4. Ion detection region

       An ion detector is placed in this area. It is composed of two stacked microchannel (MCP) ion/particle detection plates. Each MCP has a diameter of 33 mm and a thickness of 0.4 mm. There are about 2 x 105 channels on it, the channel diameter is only 10 micrometers and has a bent angle of 12°. In front of the two MCPs is a grounded electrode plate, which ensures that the detected ions are in a flat zero-field (field free) region before entering the MCP. Each channel acts as an electron multiplier.
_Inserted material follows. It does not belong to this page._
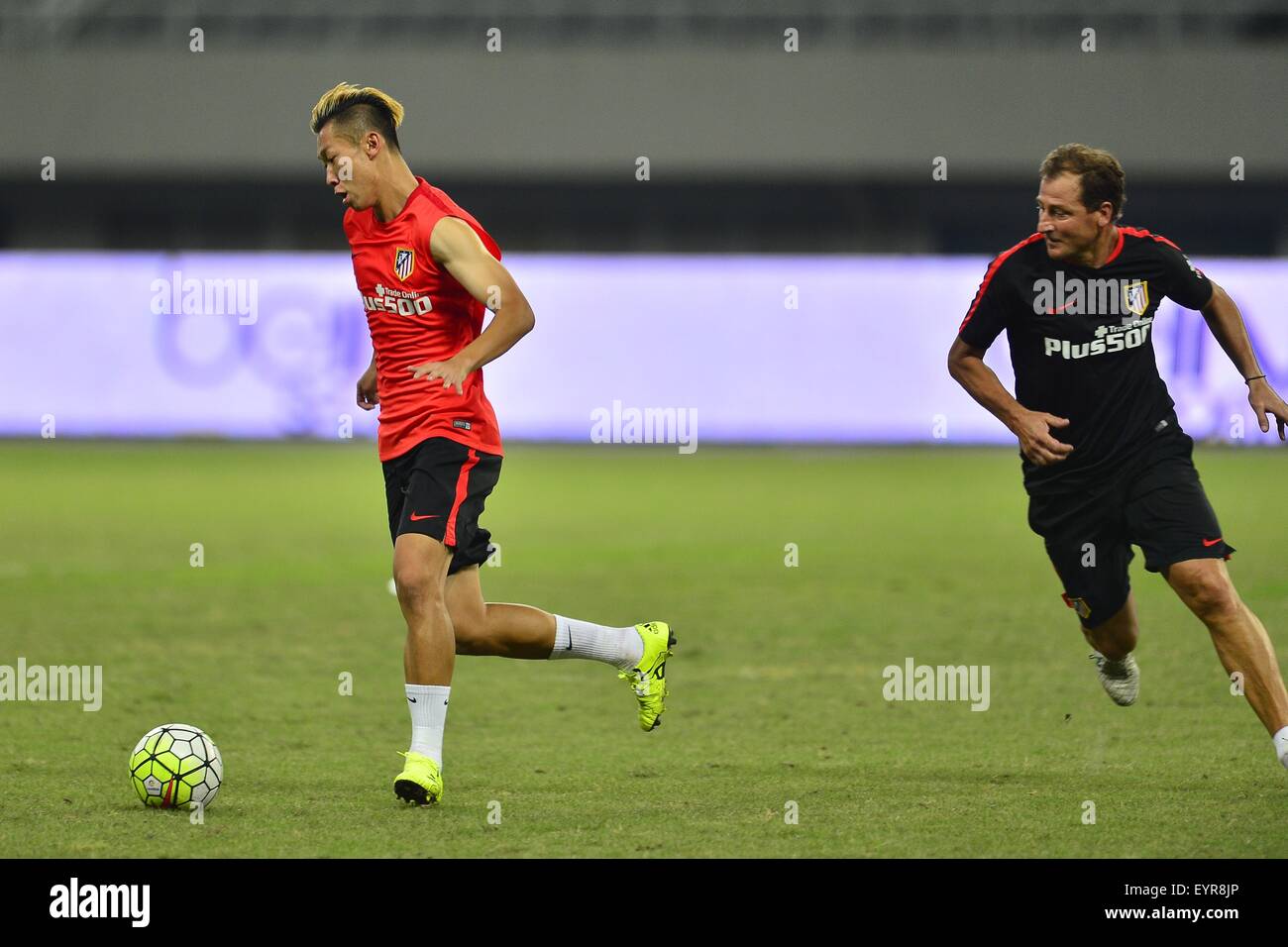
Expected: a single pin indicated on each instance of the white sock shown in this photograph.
(428, 705)
(621, 647)
(1282, 745)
When the ion enters the channel and hits the tube wall, several electrons will escape, and the escaped secondary electrons will repeatedly collide in the channel, and finally the electrons generated by the second MCP are considerable. As a result, a large number of electrons are generated (i.e. forming an electric current). After the current is converted, it is sent to the signal collection device, and then the mass spectrum is generated
       There are two types of signal collection instruments used in this experiment. One is the multichannel signal collector MCS (multichannel scaler, Standford Research System SR430) for collecting ion signals (electric currents) for mass spectrometer. Another one is a digital oscilloscope (LeCroy9450, 350Hz), which is mainly used to measure the intensity of laser light. The MCS signal collector uses the time window as its collection unit, and a basic unit is called a bin (bin widths are 5ns, 40ns, ... 10ms, etc. to choose from). Taking 40 ns as an example, if the length of the recorded signal is determined to be 2K (1K = 1024 bins), the range of the time window is 82 microseconds (40ns x 2 x 1024), and all ions within this flight time can be detected and recorded. The range of the time window can be determined according to the needs of the experiment. The larger ion mass range must be collected, the larger the range of time window must be included. In order to reduce the interference of noise, we usually set the signal discrimination voltage collected by MCS at -15 mV, (15= N x [4 x 107] x 1.6 x 10-19 x 50) MCP gain value N = 4 x 107, that is, when 5 x 107 ions are collected by MCP to amplify its current, the count value of ions will be accumulated beyond -15 mV record it. Digital oscilloscopes can also be used to record flight mass spectra. The recording method is the average of the signals, not the nature of accumulation. This advantage is that it can present the original appearance of the signals, but it cannot accumulate weak ion signals. To improve the reliability of the spectrum. In this experiment, the oscilloscope is used to record the average intensity of the pulsed laser as a light source intensity correction for the spectrum.